One of the FAR criticisms is that payors of alimony can’t change their payments if they lose their jobs or otherwise have a reduction of income. But Manz says that’s not the case.
“There’s abundant case law that says if your circumstances change for a year, if there’s an establishment of a substantial change of circumstances for a year, they are entitled to an alimony modification,” he said. “There are modifications that are successful every day.”
And that applies to retirement, which contradicts a FAR claim that payers have difficulty reducing payments when they retire, even if they are in their 70s and 80s and the recipient spouse earns more money.
The controlling precedent, Manz said, is the Pimm case. “The law says if in your business you’ve reached the age that is typical for retirement, you are allowed to modify or terminate your alimony,” he said. “When you reach the age when people typically retire, you’re allowed to retire.”
The FAR website also includes complaints that alimony continues even when the recipient has remarried or entered a new relationship that provided economic security. But Manz said Florida law already allows for alimony modification when the recipient spouse enters a “supportive” relationship that alters his or her standard of living.
“There was a law drafted several years ago that provides if you’re in a supportive relationship, your alimony has to be modified,” Manz explained. “If the spouse gets $2,000 a month from a supportive relationship and the alimony is $2,000 a month, the alimony would be ended.”
However, he added there is a glitch in that law that the section does support correcting. Manz said income from a supportive relationship that begins after a divorce is final is subject to modification. However, if the relationship began after separation but before the divorce is final, the income is not factored into alimony, and the section does favor changing that practice.
The critics also claim that if an alimony payor remarries or enters a new relationship, his or her partner’s income could be used to raise alimony payments. But Manz said the second partner’s assets can’t be used to change the alimony of the first spouse, although if the payor’s needs are reduced, that could affect the alimony.
FAR also doesn’t acknowledge changes in the law, he said. One article written by a FAR co-director, asserts, “Florida’s alimony laws were written back in the day — when women had little economic power, when divorce was uncommon, and cohabiting was scandalous. Those days are long gone, but the old-fashioned alimony laws — favoring permanent alimony, until death — linger on.”

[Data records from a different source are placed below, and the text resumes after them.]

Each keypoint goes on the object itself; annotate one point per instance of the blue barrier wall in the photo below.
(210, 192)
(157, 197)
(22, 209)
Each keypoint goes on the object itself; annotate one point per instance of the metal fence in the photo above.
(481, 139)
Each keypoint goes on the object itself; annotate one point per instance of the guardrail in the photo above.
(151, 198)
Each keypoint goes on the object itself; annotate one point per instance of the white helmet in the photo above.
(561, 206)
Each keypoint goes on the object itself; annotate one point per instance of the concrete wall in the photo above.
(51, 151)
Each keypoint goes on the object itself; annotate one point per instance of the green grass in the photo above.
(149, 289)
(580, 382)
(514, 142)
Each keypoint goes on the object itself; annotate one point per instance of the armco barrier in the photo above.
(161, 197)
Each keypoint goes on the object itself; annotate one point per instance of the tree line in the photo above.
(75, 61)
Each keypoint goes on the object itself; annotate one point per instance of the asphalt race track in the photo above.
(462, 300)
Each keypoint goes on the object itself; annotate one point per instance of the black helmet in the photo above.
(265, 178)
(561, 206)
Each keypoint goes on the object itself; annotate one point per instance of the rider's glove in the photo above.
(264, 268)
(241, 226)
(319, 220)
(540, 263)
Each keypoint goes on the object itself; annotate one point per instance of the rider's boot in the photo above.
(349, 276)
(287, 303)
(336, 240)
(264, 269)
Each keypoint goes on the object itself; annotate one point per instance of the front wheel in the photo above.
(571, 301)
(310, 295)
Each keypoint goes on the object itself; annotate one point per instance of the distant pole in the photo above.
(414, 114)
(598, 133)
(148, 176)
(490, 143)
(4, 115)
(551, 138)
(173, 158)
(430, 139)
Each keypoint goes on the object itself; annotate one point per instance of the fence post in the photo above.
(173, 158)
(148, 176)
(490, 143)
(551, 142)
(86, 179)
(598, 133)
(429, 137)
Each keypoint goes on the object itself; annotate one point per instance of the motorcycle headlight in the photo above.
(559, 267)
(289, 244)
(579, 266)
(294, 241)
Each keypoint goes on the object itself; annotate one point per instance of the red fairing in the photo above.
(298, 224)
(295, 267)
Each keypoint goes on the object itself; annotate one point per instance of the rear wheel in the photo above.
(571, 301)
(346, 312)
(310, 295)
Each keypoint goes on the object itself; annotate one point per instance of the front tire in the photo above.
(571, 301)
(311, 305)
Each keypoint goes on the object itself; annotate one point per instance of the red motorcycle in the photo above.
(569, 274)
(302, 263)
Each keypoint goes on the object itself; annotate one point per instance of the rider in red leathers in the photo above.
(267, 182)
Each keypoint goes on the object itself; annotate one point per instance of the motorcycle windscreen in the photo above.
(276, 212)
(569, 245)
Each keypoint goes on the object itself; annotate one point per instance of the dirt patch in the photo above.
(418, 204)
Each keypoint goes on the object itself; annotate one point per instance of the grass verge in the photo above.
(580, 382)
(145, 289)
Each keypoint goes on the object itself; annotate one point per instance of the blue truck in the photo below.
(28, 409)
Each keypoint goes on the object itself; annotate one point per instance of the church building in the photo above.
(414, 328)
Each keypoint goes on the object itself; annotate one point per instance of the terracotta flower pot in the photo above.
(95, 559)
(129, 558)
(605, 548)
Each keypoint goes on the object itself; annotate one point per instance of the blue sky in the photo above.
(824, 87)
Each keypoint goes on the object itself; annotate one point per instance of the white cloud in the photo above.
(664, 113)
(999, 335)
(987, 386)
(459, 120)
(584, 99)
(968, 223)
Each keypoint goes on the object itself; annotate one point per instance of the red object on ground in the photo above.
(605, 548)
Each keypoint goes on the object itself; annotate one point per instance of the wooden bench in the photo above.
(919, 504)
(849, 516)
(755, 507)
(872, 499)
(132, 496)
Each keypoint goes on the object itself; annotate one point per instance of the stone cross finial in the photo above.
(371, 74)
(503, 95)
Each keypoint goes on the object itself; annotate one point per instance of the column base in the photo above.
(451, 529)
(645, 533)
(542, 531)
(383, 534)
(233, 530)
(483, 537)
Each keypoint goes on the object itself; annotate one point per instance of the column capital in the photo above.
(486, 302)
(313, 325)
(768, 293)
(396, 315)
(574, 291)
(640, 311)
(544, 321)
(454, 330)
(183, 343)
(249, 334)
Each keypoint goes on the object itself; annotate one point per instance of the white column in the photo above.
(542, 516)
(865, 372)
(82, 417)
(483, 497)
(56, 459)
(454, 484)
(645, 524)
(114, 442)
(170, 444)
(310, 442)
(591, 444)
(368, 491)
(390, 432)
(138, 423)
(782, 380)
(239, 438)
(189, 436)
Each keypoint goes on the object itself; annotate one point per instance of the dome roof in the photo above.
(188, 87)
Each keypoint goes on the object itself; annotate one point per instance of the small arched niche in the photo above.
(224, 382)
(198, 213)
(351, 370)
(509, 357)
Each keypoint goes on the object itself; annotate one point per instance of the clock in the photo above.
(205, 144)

“That’s really a false argument,” Manz said. He noted the laws — with the support of the section — have been continuously updated, including two major changes in the past three years. That includes adding durational alimony for marriages that last seven to 17 years.
“What they also fail to say is the statute is construed according to case law, so as the case law changes the statute changes,” he added.
Critics, Manz said, don’t acknowledge underlying factors of the existing law. That includes that alimony won’t be awarded unless a court finds there is both a need by one spouse and an ability to pay by the other spouse. Absent exceptional finding by a judge or agreement by the parties, alimony cannot leave the payor with significantly less income than the recipient.
The two sides do agree the battle isn’t over. Manz said he expects more bills to be introduced next year, and the section is already preparing for that, including possibly hiring a PR firm to counter the aggressive campaign in the press by FAR and its supporters.